In Washington, one still sometimes hears from the diminishing ranks of North Korea “engagers” calls to give the noxious and incorrigible regime in Pyongyang “security guarantees” in exchange for whatever concession they want to buy from His Porcine Majesty this year — denuclearization in 1994, partial denuclearization in 2000, or a freeze today. The idea behind security guarantees, of course, is to incentivize Pyongyang to do what we want it to do, by offering it the stability we think it values most.
Thankfully, our talks with North Korea have never advanced far enough to make such a Faustian bargain, because you can be sure that to Pyongyang, “security guarantees” would mean no sanctions, no U.N. votes criticizing its crimes against humanity, no “slander” of its repressive regime, no defensive military exercises, no missile defense, and no parodies or ridicule of his ridiculous leader abroad. (It’s conceivable in the post-Sony era that North Korea would become a second partial, de facto exception to the First Amendment, along with blasphemy against Islam, as defined by its most extreme mobs.)
Now that James Clapper, the Director of National Intelligence, has conceded that “the notion of getting the North Koreans to denuclearize is probably a lost cause,” it’s time for us to think in terms of insecurity guarantees. The idea is precisely a photo negative of security guarantees — incentivizing both Pyongyang and Beijing by instilling the fear of either coup plots in Pyongyang, or a chaotic insurgency in the flood-stricken and angry northeastern provinces. It is often said that China fears instability above everything else in North Korea. Surely China — which, as I’ve amply documented, willfully violates and undermines U.N. sanctions — would prefer to help enforce sanctions than to have another Syria break out along its border.
What Clapper really said was that diplomacy can’t disarm Kim Jong-un, for reasons relating to the latter’s psychology. That’s almost certainly true, and it means that our goals must evolve to conform with this hard reality. Our goal must be to end the regime itself, not only because our treaty allies in Asia can’t live with a nuclear North Korea, but also because a nuclear North Korea nearly gave us a nuclear Syria, and may yet mean a nuclear Iran and a nuclear al-Qaeda.
Before I speak of strategies, let me comment on Clapper’s statement. It was both true and unwise for him to say. Senior administration officials are supposed to know the script and stick to it. This is true of administrations I agree with and administrations I disagree with. Presidents can’t make coherent policies without coherent communications. His statement probably gave aid and comfort to the generals in Pyongyang, and great unease to our allies in Seoul and Tokyo, who will read it as the U.S. concluding that they must learn to live under the continual extortionate threat of a nuclear North Korea, even though Clapper didn’t exactly say this.
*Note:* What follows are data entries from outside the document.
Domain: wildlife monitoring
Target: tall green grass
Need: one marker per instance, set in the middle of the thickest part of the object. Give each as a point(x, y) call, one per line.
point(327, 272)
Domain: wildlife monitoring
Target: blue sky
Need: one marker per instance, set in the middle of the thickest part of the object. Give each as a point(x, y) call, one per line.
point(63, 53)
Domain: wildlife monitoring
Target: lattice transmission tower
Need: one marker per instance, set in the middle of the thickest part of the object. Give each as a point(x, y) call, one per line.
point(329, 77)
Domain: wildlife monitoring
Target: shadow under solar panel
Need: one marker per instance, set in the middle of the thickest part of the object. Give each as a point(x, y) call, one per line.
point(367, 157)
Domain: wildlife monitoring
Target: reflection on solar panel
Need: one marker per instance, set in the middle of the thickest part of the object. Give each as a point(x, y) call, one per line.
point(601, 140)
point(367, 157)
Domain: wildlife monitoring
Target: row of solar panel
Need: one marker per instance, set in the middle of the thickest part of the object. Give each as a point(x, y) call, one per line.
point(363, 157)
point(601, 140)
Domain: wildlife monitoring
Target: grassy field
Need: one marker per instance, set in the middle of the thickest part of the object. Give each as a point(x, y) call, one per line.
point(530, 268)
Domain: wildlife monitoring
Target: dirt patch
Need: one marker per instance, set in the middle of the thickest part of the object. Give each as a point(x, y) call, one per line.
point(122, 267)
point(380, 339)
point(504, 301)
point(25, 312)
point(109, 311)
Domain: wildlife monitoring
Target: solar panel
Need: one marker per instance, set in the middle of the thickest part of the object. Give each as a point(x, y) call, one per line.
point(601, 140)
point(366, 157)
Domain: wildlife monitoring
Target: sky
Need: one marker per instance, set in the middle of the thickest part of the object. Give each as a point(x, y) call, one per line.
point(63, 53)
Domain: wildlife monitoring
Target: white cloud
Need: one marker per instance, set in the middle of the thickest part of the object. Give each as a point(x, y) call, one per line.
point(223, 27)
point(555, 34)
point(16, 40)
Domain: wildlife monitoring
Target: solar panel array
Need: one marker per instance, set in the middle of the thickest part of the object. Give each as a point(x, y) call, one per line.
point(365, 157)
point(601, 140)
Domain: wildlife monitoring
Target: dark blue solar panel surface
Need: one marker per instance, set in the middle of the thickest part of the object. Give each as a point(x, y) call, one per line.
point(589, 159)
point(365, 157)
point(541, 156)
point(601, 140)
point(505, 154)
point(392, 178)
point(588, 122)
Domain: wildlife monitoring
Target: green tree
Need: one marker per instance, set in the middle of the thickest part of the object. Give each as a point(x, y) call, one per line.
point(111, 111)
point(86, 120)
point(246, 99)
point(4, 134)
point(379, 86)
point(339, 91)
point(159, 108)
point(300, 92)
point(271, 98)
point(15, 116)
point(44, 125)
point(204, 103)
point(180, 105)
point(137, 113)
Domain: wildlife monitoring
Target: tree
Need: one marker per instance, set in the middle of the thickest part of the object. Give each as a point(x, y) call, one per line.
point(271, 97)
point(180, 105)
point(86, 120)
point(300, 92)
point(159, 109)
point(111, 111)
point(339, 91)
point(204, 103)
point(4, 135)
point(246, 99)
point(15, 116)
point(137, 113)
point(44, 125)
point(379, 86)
Seoul, of course, knows that this isn’t possible. It knows that a nuclear North Korea will seek the slow strangulation of its freedom and prosperity. South Korea would lose its freedom like the character in “The Sun Also Rises” lost his wealth — “Gradually, then suddenly.” North Korea may be the next president’s greatest security challenge, and President Obama wasted two full terms in the White House doing next to nothing to arrest it, except for a lot of wishful secret talks and one abortive freeze deal in 2012. History should judge President Obama’s North Korea legacy harshly, even if many historians are likely to be partial to Obama ideologically.
Now, let’s turn to a discussion of strategies. It should go without saying that we aren’t limited to just one. One of these should be — some of you can already finish this sentence for me — to freeze the accounts in Chinese banks that pay, feed, and equip North Korea’s elites, security forces, and military. It’s conceivable that such a strategy, if pursued aggressively, would trigger a crisis of confidence in Pyongyang within two years.
Sanctions skeptics sometimes say that sanctions alone won’t be enough, and I agree. We should also actively subvert the regime politically. We will need different strategies for different constituencies inside North Korea. I’ve written at length about “guerrilla engagement” with North Korea’s dispossessed rural population, both to provide for their material needs, to soften the burdens of reunification, and to galvanize their discontent behind a cohesive ideology. Unfortunately, it will take a minimum of five years for such a strategy to pose a real challenge to the regime’s control of the countryside.
We also need a separate strategy to destabilize the elite power structure in Pyongyang, by making quiet and not-so-quiet appeals to encourage a coup d’etat against Kim Jong-un. By now, it’s clear that there is significant discontent within the elites. There has been an unprecedented wave of defections from all levels of the elites this year. Recently, even the loyalty of the minders, and of the minder-minders, has come into question.
Obviously, an internal challenge to Kim Jong-un would have to overcome many interlocking layers of surveillance. Bob Collins recently described how that system works. But this was no less true of the regimes in Romania and East Germany. Clapper is almost certainly right that a diplomatic solution is exceedingly unlikely, and the result of recent talks with North Korea should reinforce this. We must also accept the bitter truth that a nuclear North Korea will not just coexist with us, or with our allies. If that is so, then the only solution to the coming crisis that does not involve war is to destroy the regime from within.